Plaintiff's argument that "the ALJ did not recognize Dr. Harwood as a treating source" (Reply Brief at 1) is frivolous. The Commissioner considered Dr. Harwood's opinions as those of a treating opinion. (A.R.73). However, if the Commissioner had declined to treat Dr. Harwood's opinions as those of a treating physician, it would not have been error, in light of plaintiff's testimony that Dr. Harwood merely made assessments of his physical abilities and made arrangements for treatment by others. (A.R. 41-42). See Kornecky v. Commissioner, 167 F. App'x 496, 506 (6th Cir. 2006); see also Karger v. Commissioner, 414 F. App'x 739 774 (6th Cir. 2011); 20 C.F.R. § 404.1527(d)(2). Equally meritless is plaintiff's related argument that the Commissioner committed reversible error when he "suggested" that plaintiff had visited Dr. Harwood four times during the period from 2006 through 2008, when Harwood's records indicated the actual total was six visits: August 2, October 24, November 28, 2006, March 6, 2007, and May 9 and October 2, 2008. (Plf. Brief at 8; Reply Brief at 1-3). The four-visit figure is based on plaintiff's testimony. (A.R. 41).
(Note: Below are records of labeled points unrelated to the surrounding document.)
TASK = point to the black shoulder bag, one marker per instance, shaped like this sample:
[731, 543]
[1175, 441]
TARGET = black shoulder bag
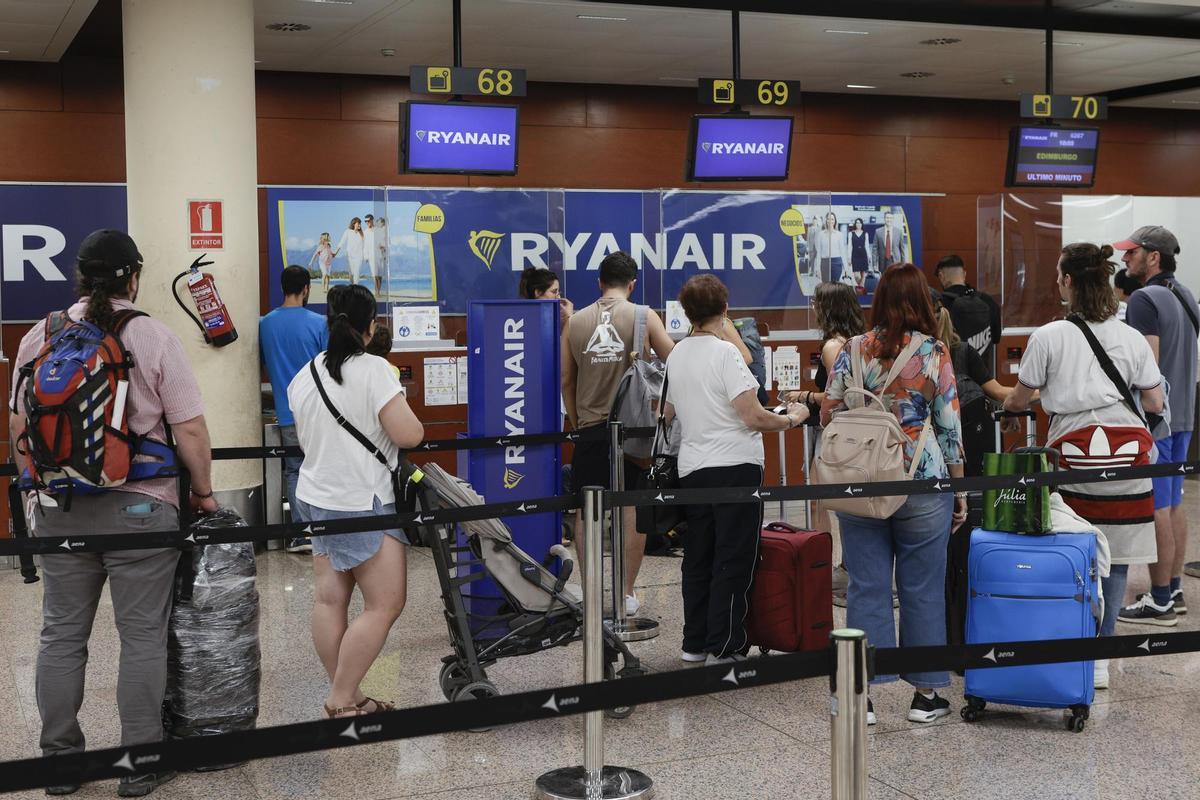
[1110, 370]
[406, 499]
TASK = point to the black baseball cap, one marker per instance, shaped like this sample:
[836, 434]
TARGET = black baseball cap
[108, 253]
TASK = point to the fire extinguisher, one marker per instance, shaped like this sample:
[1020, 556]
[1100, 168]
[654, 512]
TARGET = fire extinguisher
[214, 318]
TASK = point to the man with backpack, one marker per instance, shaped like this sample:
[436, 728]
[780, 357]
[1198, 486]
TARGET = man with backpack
[975, 314]
[1165, 312]
[599, 344]
[288, 338]
[102, 348]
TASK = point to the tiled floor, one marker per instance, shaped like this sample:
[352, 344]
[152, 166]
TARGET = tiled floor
[766, 743]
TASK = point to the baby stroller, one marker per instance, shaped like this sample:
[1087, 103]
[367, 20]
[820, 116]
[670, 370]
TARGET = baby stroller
[538, 611]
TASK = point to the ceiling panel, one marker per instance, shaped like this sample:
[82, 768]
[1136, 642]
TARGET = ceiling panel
[672, 46]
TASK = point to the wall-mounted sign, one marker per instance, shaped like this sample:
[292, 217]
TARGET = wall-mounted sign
[204, 224]
[501, 82]
[727, 91]
[1065, 107]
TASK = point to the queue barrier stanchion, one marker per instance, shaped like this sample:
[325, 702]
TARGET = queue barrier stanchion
[594, 780]
[635, 629]
[847, 715]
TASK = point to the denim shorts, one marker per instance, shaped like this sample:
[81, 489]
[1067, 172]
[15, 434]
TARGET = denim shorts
[1169, 488]
[348, 551]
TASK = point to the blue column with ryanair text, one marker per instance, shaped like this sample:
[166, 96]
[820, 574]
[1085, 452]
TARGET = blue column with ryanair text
[513, 389]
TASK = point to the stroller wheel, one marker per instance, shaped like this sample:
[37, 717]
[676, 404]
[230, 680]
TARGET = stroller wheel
[479, 690]
[451, 678]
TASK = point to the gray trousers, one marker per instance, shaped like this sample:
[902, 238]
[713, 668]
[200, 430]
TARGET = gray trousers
[141, 584]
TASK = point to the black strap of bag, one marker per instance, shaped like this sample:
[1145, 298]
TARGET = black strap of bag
[399, 488]
[1109, 368]
[1187, 308]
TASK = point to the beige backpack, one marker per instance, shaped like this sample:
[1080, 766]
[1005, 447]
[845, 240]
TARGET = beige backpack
[865, 444]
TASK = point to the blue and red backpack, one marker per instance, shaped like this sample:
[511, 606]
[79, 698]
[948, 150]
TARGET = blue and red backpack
[71, 391]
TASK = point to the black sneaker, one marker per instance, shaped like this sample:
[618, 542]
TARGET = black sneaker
[139, 786]
[1147, 612]
[1181, 606]
[927, 709]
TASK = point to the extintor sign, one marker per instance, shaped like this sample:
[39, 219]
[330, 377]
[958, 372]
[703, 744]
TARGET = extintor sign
[205, 224]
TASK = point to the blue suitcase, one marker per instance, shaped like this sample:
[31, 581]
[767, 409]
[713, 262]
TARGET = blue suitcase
[1025, 588]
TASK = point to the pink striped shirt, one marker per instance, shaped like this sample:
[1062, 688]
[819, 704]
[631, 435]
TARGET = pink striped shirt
[161, 384]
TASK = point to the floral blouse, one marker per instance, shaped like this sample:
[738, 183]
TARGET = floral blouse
[925, 386]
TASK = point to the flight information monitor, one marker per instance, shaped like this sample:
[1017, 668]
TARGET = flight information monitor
[459, 138]
[731, 148]
[1053, 156]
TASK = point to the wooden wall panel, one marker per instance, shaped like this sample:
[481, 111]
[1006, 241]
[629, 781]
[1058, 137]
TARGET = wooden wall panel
[61, 146]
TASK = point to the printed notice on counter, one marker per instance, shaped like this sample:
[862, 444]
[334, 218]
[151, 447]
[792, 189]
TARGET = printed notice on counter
[462, 380]
[441, 382]
[786, 362]
[415, 323]
[677, 322]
Two additional visits over the time span at issue are utterly inconsequential, particularly given Harwood's lack of medical care for purposes of treatment.
Plaintiff emphasizes Harwood's responses in the Lumbar Spine Residual Functional Capacity Questionnaire indicated that he required a "lie down" option at work, had "pain or other symptoms severe enough to interfere with attention and concentration needed to perform even simple work tasks," and estimated that plaintiff would miss work more than four times a month. (Plf. Brief at 9-10). A treating physician's estimate of how often a patient who is not working would likely be absent from work if he had a job is not a medical opinion, and it is not entitled to any particular weight. See, e.g., Valdes v. Commissioner, No. 1:08-cv-872, 2010 WL 911181, at *8 (W.D. Mich. Mar. 12, 2010). "[N]o special significance" is attached to a treating physician's opinions regarding the credibility of the plaintiff's subjective complaints, RFC, or disability because they are administrative issues reserved to the Commissioner. 20 C.F.R. § 404.1527(e); see Allen v. Commissioner, 561 F.3d at 652. The Commissioner is responsible for making the factual finding regarding plaintiff's credibility, not the treating physician. Id.; see Blair v. Commissioner, No. 10-5104, 2011 WL 2728215, at * 4 (6th Cir. July 14, 2011); Ferguson v. Commissioner, 628 F.3d 269, 274 (6th Cir. 2010). There is more than substantial evidence supporting the Appeals Council's finding that plaintiff's testimony was credible only to the extent that he was unable to perform more than sedentary work. (A.R. 10). I find that the Commissioner correctly applied the law and that his decision finding that plaintiff was not disabled before February 5, 2008, is supported by more than substantial evidence.
Recommended Disposition
For the reasons set forth herein, I recommend that the Commissioner's decision be affirmed.
Joseph G. Scoville
United States Magistrate Judge
NOTICE TO PARTIES
Any objections to this Report and Recommendation must be filed and served within fourteen days of service of this notice on you. 28 U.S.C. § 636(b)(1)(C); FED. R. CIV. P. 72(b). All objections and responses to objections are governed by W.D. MICH. LCIVR 72.3(b). Failure to file timely and specific objections may constitute a waiver of any further right of appeal. See Thomas v. Arn, 474 U.S. 140 (1985); United States v. Branch, 537 F.3d 582, 587 (6th Cir.), cert. denied, 129 S. Ct. 752 (2008); Frontier Ins. Co. v. Blaty, 454 F.3d 590, 596-97 (6th Cir. 2006). General objections do not suffice. Spencer v. Bouchard, 449 F.3d 721, 724-25 (6th Cir. 2006); see Frontier, 454 F.3d at 596-97; McClanahan v. Comm'r of Social Security, 474 F.3d 830, 837 (6th Cir. 2006).